Pennacchi ha infine ricordato che, proprio per combattere le fake news, Confagricoltura ha voluto puntare su Greenventure TV – Canale 12 (avvierà le proprie trasmissioni su digitale terrestre a partire da febbraio) che nasce come piattaforma editoriale multicanale per mettere al centro impresa, innovazione, territorio, cultura, benessere e sostenibilità, interpretando l’Umbria come un laboratorio di eccellenza in cui tradizione e modernità convivono e generano valore.

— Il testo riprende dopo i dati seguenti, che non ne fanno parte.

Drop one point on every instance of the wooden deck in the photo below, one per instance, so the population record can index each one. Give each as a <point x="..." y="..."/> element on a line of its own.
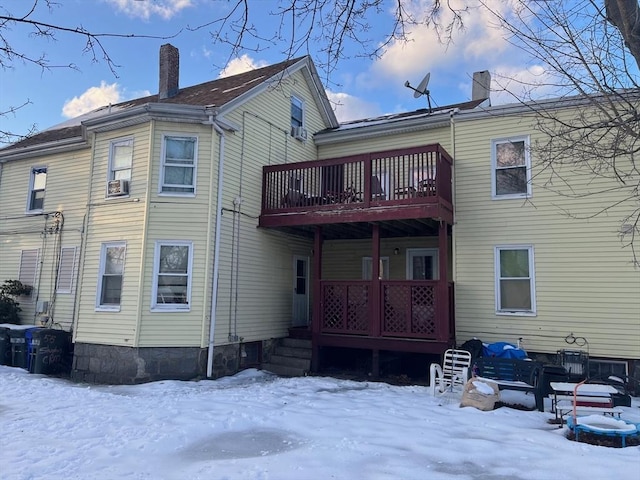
<point x="390" y="186"/>
<point x="396" y="193"/>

I lavori del convegno sono stati infine conclusi dagli interventi della presidente della Regione Umbria, Stefania Proietti, intervenuta in collegamento da remoto, del sottosegretario agli Interni Emanuele Prisco e del direttore generale di Confagricoltura Roberto Caponi.

Proietti si è complimentata con una associazione di categoria “che è per noi uno dei pilastri del settore e sinonimo di eccellenza sempre al passo con i tempi”, salutando il nuovo e il passato presidente. Ha poi ricordato i 126 milioni di euro che nel 2026 “si potranno far atterrare nei nostri territori con bandi orientati alle imprese agricole” e l’obiettivo di creare un brand umbra “da associare a tutte le nostre eccellenze agricole e non solo”.

Anche il sottosegretario Prisco ha voluto salutare Rossi e fare i complimenti per l’elezione a Pennacchi sottolineando poi che “in passato non si è data la giusta attenzione a questo settore dell’economia”. “Ringrazio quindi il ministro dell’agricoltura – ha aggiunto – per il lavoro che sta facendo con scelte coraggiose che hanno l’obiettivo di riportare dignità a questo settore, con numeri di una economia e un pil non irrilevante, e di mettere l’agricoltura tra gli asset strategici della nazione. E di questo il governo ne va fiero”.

A chiudere l’incontro è stato il direttore di Confagricoltura Caponi, il quale ha dichiarato: “E’ facile essere vicini a Confagricoltura Umbria, in continua crescita e che rappresenta imprese serie che danno lustro alla nostra organizzazione e proprio per questo uno dei prossimi obiettivi sarà quello di creare un’area di progettazione economica e di prodotto”. Parlando poi della situazione del settore ha cosi concluso: “Non vedo ancora una legislazione che favorisca la crescita, perché piccolo è bello va messo oggi in discussione. Non vogliamo rappresentare tutto e tutti, vogliamo rappresentare le imprese agricole vere che credono nel mercato in maniera corretta e coerente e vogliamo tutelarle sempre”.